GabrielDornelles / pytorch-ocr

Simple Pytorch framework to train OCRs. Supports CRNNs, Attention, CTC and Cross Entropy Loss.
MIT License
72 stars 16 forks source link

Test predictions length not exceeding 5 #11

Closed devarshi16 closed 10 months ago

devarshi16 commented 10 months ago

I am trying to train a number plate recognition model. The lengths can be upto 13 characters long. But the test predictions that I see after each epoch has at max 5 characters in it. What am I missing?

config/config.yaml:

defaults:
  - override hydra/job_logging: custom

processing:
  device: cuda
  image_width: 200
  image_height: 60 

training:
  lr: 3e-4
  batch_size: 1
  num_workers: 10
  num_epochs: 20
  device: "cuda"

bools:
  DISPLAY_ONLY_WRONG_PREDICTIONS: false
  VIEW_INFERENCE_WHILE_TRAINING: true
  SAVE_CHECKPOINTS: false

paths:
  dataset_dir: ./dataset
  save_model_as: ./logs/crnn.pth

model:
  use_attention: true 
  use_ctc: true
  gray_scale: false
  dims: 256

Also, Accuracy and Best Accuracy columns are always 0.0 for some reason.

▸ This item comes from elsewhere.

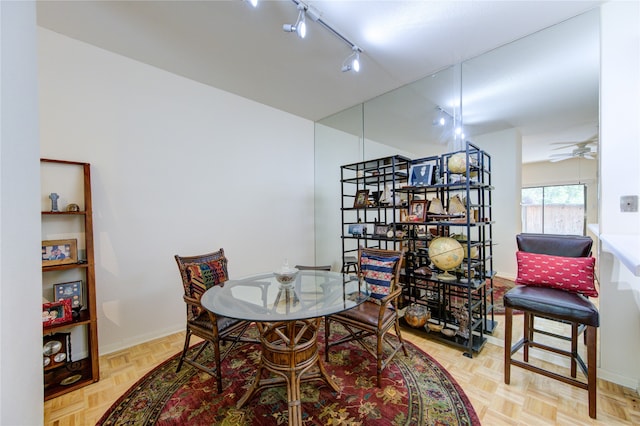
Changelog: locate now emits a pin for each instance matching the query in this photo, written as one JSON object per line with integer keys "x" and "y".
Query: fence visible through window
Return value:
{"x": 558, "y": 209}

Note: if I keep anything other than batch size 1 I am gettig the error "Trying to resize storage that is not resizable" when calling pin_memory() on some zero-dimensional tensors although it looks like it might be a torch version issue Similar issue in ultralytics

Will appreciate any help thank you.

devarshi16 commented 10 months ago

EDIT: I turned off CTC loss and now it's not limiting the number of characters. Also, it seems the accuracy earlier was too small to refelct in the per epoch output, now it's reflecting.

GabrielDornelles commented 10 months ago

Hi! It happens that I made padding automatic for cross entropy and kept it manually for CTC. Padding is the action of making every training sample the same size (num of characters).

So if you have some plates with 6 chars, other with 8, and at max 13, choose a character to represent empty space (like "$" or "_", anything that is not one of the training characters), and use it to make every plate the same size. Example

before: adm167 iuw68990ju90k

after: adm167$$$$$$$ iuw68990ju90k

Then at your predictions just make a replace of "$" to ""(nothing).

Also as you said, experiment training longer, usually I give my models 100 epochs for CTC loss and it reachs plateau before that but keeps getting better on edge cases.

devarshi16 commented 10 months ago

Thanks. Added the following lines in utils/data_loading.py

sequence_length=15
for x in targets:
        x.extend(['$']*(sequence_length-len(x)))

Working as intented and seeing longer sequences in subsequent epochs. Thanks for the training advice.